An engine’s BSFC is almost certainly one of the most misunderstood numbers, even by professionals, in the engine performance field.

In my experience, novice enthusiasts most commonly confuse and misinterpret two numbers that are virtually joined at the hip: torque and horsepower. And it is surprising that even big-time race engine builders with big-time race wins still fail to fully understand what I perceive as the third most important number: brake specific fuel consumption.

Let’s start with what it is not. BSFC is not a measure of the mixture ratio. I sometimes hear engine builders say they like to see the BSFC in the high 0.3s to low 0.4s, inferring that this is better than, say, 0.28.

While lecturing at UNC Charlotte some years ago, I asked a highly successful NASCAR Cup Car engine builder what he thought were optimum BSFC figures. He was under the impression there was an optimum somewhere in the 0.3 to 0.45 range, so I posed the question to the entire audience.

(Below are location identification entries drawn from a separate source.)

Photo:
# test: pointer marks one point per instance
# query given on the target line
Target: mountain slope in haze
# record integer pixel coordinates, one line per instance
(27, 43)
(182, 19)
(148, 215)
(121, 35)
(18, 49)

This Chevy 350 small-block was built for the magazine story “Son of Sledgehammer,” which appeared in the September 2007 issue of Popular Hot Rodding. Brake specific fuel consumption was good because the numbers were low. However, if the low numbers had been interpreted as a lean mixture (about 15 hp of the 470 hp), the engine produced would have been jetted out!


Of the 115 attendees (standing room only in a 100-seat auditorium), about 100 were engine builders, one was a member of the press, and the rest were students. Of all the answers given only the press guy, Johnny Hunkins, editor of Popular Hot Rodding, got the answer right.

The optimum BSFC is zero. This means you have an engine that is producing power and using no fuel to do it. Let’s be honest here, you can’t get more efficient than that.

Let’s consider the individual words. First it is called “brake” because it is measured on the brake. This is an old term for a piece of hardware now more commonly called a dyno. It is “specific” in as much as it applies specifically to the weight in pounds (lb) of fuel needed to generate one horsepower (hp) for one hour (hr). This is commonly written as lb/hp/hr and is a direct measure of the amount of fuel, in pounds per hour, consumed by each individual horsepower of the engine being tested. That makes the number useful across the board as a means of comparing the fuel efficiency of engines regardless of their displacement and specifications.

The truth is that the BSFC figure can change while the mixture is unchanged. If that is the case, the BSFC figure is hardly applicable or reliable as a gauge of the mixture ratio.

Let’s look at an example: Assume we have a test engine that makes 500 hp at 6,000 rpm, and it loses 100 hp (in pumping losses and internal friction). Attached to this engine is also a means to simulate added internal friction, achieved by means of a disk brake on the front of the engine. This simulates the loss of another 100 hp in internal friction.

The engine is dyno’d and, with a 13:1 air/fuel ratio, it uses 200 pounds of fuel per hour. This means the BSFC is 200 pounds per hour of fuel divided by 500 hp, which equals 0.40 lb/hp/hour. So for every 1 horsepower generated, the engine uses (in one hour) 0.4 pound of fuel.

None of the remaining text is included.